Auditing firm Ernst & Young (E&Y) faces either breaking China's state secrecy laws or enduring regulatory sanctions in Hong Kong, after the Securities and Futures Commission (SFC) revealed it would be taking it to court for failing to produce to the SFC specified accounting records related to a former China-based client.
In a previously unprecedented move for the regulator, Hong Kong's securities regulator SFC said it had commenced proceedings to take E&Y HK to court after it failed to produce a number of audit working papers and underlying accounting documents relating to Standard Water, after the body requested it.
The SFC said it had issued a formal notice to E&Y seeking these documents and that the firm "did not comply with this request and claimed that it did not have the relevant records which were held in the Mainland by its joint venture partner in the Mainland, Ernst & Young Hua Ming (EY Hua Ming), whose staff were the ones involved in the engagement."
The regulator added that E&Y then claimed the documents could not be produced because of restrictions under People's Republic of China (PRC) secrecy law.
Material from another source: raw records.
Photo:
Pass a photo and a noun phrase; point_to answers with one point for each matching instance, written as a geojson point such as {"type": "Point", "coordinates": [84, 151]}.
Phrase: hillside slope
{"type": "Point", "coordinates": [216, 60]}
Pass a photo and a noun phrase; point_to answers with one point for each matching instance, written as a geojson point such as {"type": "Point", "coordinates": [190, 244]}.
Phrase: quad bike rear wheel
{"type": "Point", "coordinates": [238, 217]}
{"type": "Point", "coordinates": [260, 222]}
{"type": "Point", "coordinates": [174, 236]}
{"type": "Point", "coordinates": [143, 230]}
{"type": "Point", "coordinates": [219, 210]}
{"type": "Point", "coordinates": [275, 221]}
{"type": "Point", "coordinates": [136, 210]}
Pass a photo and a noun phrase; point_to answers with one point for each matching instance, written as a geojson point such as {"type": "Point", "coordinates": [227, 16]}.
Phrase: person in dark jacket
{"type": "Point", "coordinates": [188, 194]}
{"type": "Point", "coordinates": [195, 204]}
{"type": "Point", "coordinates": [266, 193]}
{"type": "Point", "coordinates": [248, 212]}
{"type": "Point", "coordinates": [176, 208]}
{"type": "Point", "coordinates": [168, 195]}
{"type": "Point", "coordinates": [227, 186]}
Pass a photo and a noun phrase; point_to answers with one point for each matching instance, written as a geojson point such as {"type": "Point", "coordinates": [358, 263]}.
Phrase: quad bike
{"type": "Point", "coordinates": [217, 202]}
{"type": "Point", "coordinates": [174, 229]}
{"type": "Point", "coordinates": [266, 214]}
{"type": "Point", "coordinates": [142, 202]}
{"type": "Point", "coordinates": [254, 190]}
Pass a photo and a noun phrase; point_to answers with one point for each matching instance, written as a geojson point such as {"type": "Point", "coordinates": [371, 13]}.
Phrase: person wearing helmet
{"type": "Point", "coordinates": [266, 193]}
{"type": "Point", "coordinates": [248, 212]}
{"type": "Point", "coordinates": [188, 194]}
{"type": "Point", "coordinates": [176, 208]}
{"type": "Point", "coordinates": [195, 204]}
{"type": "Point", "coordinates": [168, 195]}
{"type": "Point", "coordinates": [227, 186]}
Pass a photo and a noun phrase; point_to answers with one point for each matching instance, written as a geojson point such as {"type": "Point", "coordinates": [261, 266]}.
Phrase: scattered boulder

As a result of a joint statement issued by PRC authorities on 20 October 2009, accounting records, including audit working papers, may be the subject of claims of state secrecy under PRC law and that all Hong Kong accountants are required to obtain the consent of the relevant Mainland authorities before handing over any accounting records to regulators like the SFC even if the records are kept in Hong Kong.
However, the SFC said that it had sought the assistance of the relevant authority in the Mainland using its standing arrangements for mutual assistance in investigatory matters.
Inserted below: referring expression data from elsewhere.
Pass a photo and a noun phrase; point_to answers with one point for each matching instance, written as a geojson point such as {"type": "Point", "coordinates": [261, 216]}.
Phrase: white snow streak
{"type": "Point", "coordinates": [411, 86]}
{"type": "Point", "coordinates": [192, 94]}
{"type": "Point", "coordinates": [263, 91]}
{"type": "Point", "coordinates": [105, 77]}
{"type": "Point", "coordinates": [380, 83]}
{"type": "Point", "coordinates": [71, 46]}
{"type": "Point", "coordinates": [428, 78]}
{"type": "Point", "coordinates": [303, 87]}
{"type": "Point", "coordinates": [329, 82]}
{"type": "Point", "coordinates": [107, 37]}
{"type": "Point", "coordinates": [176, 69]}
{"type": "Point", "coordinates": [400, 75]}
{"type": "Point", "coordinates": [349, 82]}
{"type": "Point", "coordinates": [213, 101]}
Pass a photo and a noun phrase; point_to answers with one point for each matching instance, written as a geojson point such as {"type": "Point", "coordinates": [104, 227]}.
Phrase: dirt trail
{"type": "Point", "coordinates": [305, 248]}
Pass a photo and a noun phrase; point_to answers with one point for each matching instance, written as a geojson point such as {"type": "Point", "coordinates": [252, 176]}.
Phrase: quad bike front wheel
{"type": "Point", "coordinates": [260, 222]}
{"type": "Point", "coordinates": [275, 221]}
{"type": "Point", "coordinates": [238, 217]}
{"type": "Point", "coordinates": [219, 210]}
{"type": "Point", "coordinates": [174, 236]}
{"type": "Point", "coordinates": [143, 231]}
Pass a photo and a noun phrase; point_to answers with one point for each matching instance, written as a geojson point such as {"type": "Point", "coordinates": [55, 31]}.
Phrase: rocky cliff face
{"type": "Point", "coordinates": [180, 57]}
"However, EY Hua Ming also failed to produce the records to the relevant Mainland authority as requested," says the regulator. "Given Ernst & Young was the reporting accountant and EY Hua Ming was Ernst & Young's agent, the failure to produce these records to the relevant Mainland authority on the SFC's request is a matter of serious concern."
The SFC added that it is now working closely with the Mainland authority to gain access to these documents and a date for the first hearing is yet to be set.
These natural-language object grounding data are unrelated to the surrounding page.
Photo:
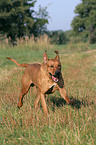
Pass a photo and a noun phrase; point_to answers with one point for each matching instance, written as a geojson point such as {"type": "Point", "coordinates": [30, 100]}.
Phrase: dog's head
{"type": "Point", "coordinates": [53, 66]}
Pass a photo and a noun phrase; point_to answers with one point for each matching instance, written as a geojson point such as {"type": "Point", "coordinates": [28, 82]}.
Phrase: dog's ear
{"type": "Point", "coordinates": [57, 56]}
{"type": "Point", "coordinates": [45, 57]}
E&Y released the following statement to the IBTimes UK:
"Ernst & Young performed IPO audit work for Standard Water in 2009 and resigned in March 2010. We did not issue an accountant's report for the IPO. The Hong Kong SFC requested workpapers from E&Y in relation to our work on Standard Water. We understand our obligations with the SFC and endeavour to fully comply, while also meeting our compliance obligations with Mainland China's laws and regulations."
"E&Y supports close working relationships between Hong Kong and mainland China audit regulators on matters of public interest. We will work closely with the relevant regulators, and trust that there will be a quick resolution to enable our full compliance with applicable laws and regulations."
"As legal proceedings are underway, it would be inappropriate for us to comment further."
China Stock Scandals
The domestic Chinese stock market has been viewed as largely risky and its bond market is seen as underdeveloped compared to the West.
Abroad, Chinese mainland companied listed the US have been marred by stock scandals over the last few years, which has rocked investor confidence and have led to regulatory probes and audit reviews.
In July, a company that has been synonymous with China stock scandals, Sino-Forest Corp, said it terminated a proposed asset sale, in favour of a plan that will result in the company's creditors acquiring all of its forestry assets.
Last year, the company's shares tanked after a short-seller accused it of exaggerating the size of its forestry assets and the forestry group's stock has since been de-listed by the Toronto Stock Exchange.
One of Canada's main securities regulators, the Ontario Securities Commission have recently charged the company and some of its former executives with fraud.
In the case of Chinese computer company Longtop Financial Technologies, Deloitte Shanghai is fighting a request from US regulator Securities and Exchange Commission (SEC) to hand over its audit work papers by also citing Chinese secrecy laws.
However, in July, the SEC asked a US federal court to postpone that case for six months while it tried to work out an arrangement with Chinese regulators to get audit documents, which is a hurdle many regulators face.
The U.S. Public Company Accounting Oversight Board, which regulates auditors of U.S.-listed companies, has also been negotiating with Chinese authorities to be allowed to inspect audit firms in China and look at their work papers. PCAOB Chairman Jim Doty has said that some resolution to that stalemate needs to come this year.